LE THÉÂTRE POPULAIRE ALLEMAND MENACÉ

La tragédie est la mémoire de l’humanité. Depuis l’antiquité le théâtre a montrer l’excès du pouvoir et la vanité, Sophocle a tissé les récits des tragédies humaines se répètent indéfiniment.

PAR CE FAIT MÊME, LE POUVOIR NE PEUT FAIRE TAIRE LE THÉÂTRE SANS RUINER DU MÊME COUP LA CITÉ.

Cela est d’autant plus remarquable dans Oedipe, cette énigme de l’aveuglement du pouvoir. 

Antigone nous rappelle que Créon n’a pas fléchi, c’est l’histoire de la cruauté de son pouvoir qui se retourne contre lui-même. La parole défit le pouvoir pour sa liberté, Antigone fut significativement réinterprété les dramaturges qui vécurent les tyrannies du XXème siècle.

Car on annonce que la Volksbühne ( voir ici ) de Berlin va changer de direction, le metteur en scène Frank Castorf ( voir ici ) ( et là ) sera remplacer par Chris Dercon ( voir ici ), un homme d’affaire, un curateur et ancien directeur de la Tate. 

C’est étrange que l’on nomme un directeur de musée d’art contemporain, quelqu’un qui a été censé favorisé et accueillir les artistes, que l’on vire les comédiens, qu’on les vire pour les diriger.                                                                                                                                                               Le théâtre du peuple est vendu au marché, le Volksbühne vendu par les élus. L'ingratitude de ceux qui en décident, ils prennent à la légère ce qui se veut léger, et rendent grâce à la lourdeur de sa férocité. 

Comment prétendre là faire mieux que les comédiens, l’équilibre savant d’un navire amiral arrimé pour les tempêtes des hommes, feindre d’ignorer son histoire et ce qu’il fédère dans la cité divisée. C’est un esprit et un style, une école, tel que le TNS, le CSE,…    Une nomination hors de la profession, c’est insensé.   La gestion par les comédiens eux-même, la structure pérenne de la Comédie Française, est un aboutissement qu’on ne peut mettre en péril ( voir l’interview d’Eric Ruf ).   C’est Sophocle, Aristophane, Molière et Shakespeare, que l’on fout à la porte de leur maison dont d’autres sont jaloux.

La censure aujourd’hui portée sur un théâtre populaire éminemment libre et savant, définit les régimes qui s’en réclament.
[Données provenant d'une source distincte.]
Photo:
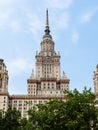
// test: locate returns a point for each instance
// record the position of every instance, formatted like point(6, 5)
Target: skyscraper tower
point(48, 81)
point(95, 78)
point(3, 77)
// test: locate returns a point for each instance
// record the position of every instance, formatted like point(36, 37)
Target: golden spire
point(47, 22)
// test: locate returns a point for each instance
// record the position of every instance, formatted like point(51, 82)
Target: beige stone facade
point(45, 84)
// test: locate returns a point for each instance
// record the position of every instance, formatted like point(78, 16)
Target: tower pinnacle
point(47, 31)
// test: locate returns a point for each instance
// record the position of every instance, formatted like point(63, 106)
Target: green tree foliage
point(10, 120)
point(79, 112)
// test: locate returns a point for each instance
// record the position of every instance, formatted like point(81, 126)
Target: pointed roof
point(47, 30)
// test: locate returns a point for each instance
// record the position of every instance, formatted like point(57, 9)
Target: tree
point(11, 120)
point(79, 112)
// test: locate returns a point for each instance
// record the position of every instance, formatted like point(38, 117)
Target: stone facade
point(47, 83)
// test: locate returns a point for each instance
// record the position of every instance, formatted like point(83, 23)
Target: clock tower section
point(47, 82)
point(47, 60)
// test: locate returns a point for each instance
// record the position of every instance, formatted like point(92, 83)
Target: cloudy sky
point(74, 28)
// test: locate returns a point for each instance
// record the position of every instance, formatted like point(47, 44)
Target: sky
point(74, 28)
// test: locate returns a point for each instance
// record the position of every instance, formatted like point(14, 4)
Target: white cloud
point(88, 16)
point(60, 4)
point(18, 66)
point(75, 37)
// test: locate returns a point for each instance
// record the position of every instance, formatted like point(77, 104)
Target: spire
point(47, 31)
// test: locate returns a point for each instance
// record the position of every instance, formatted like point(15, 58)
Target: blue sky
point(74, 28)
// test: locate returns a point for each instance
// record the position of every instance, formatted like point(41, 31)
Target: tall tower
point(3, 77)
point(95, 78)
point(4, 97)
point(48, 81)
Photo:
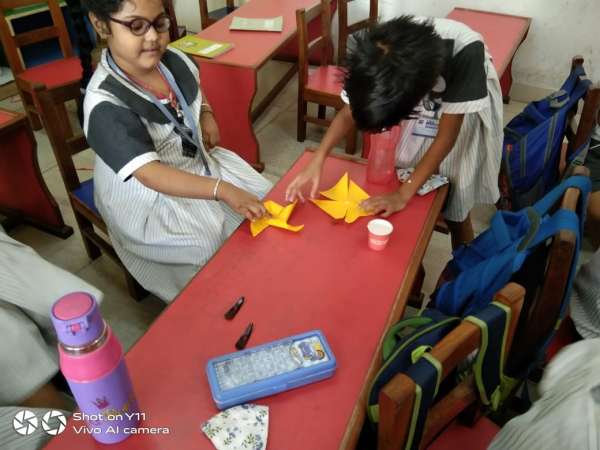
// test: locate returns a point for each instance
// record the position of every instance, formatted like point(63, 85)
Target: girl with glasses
point(168, 194)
L’imperceptible déclin de faire taire la comédie, est plus qu’une tristesse, en cette époque soumise au refoulement, c’est une menace que les gouvernements responsables ne peuvent historiquement permettre.                                                 Le principe de la liberté, de la conflictualité révolutionnaire et la tolérance d’une société complexe, est remplacé par le remembrement, la stérilisation, la Beauce, la tyrannie de l’ennui.   Ce n’est pas de la cuisine, ni de la boucherie, quand c’est précisément ceux là, la jalousie et son ressentiment, qui viennent d’être nommé pour présider. Les conséquences inexorables de l’extinction de l’humour noir c’est aussi celle de la civilisation et son cortège de triste mémoire que le gouvernement favorise quand on ne parviens déjà presque plus à endiguer la peste brune au centre de l’Europe.

Les prédateurs n’ont que faire de la justice, c’est même leur manière, mais ils n’en sont pas pour autant conséquent, ce que le gouvernement appréciera mieux sauf à le confondre avec de la gestion, ce dont il ne saurait se prévaloir. 

Le théâtre populaire allemand est censuré, c’est inadmissible.                                                         Ce gouvernement est donc sans conception de l’histoire dont ils devraient être garant.              Combien la facilité reflète les mêmes tendances que les années 30, le style ordinaire ignorant l’histoire et par escroquerie. Ce que certaines façons blessantes génèrent et que la comédie justement évite.                                                                                                             Comment ne voit-on pas la différence entre le génie et la paresse.                                                Un théâtre plus libre que partout ailleurs.                                                                                              Un théâtre de renversement et respect des conventions. Les artifices n’y servent pas un savoir occulte mais magnifient les acteurs. Majestueux à la mesure de l’homme, véritable festin. La générosité de la fresque du pouvoir et des ridicules, en faire sourire est précieux et nécessaire.                                                                                          

 " Ils ne comprennent pas comment les contraires se fondent en unité : harmonie de forces opposées comme de l'arc et de la lyre."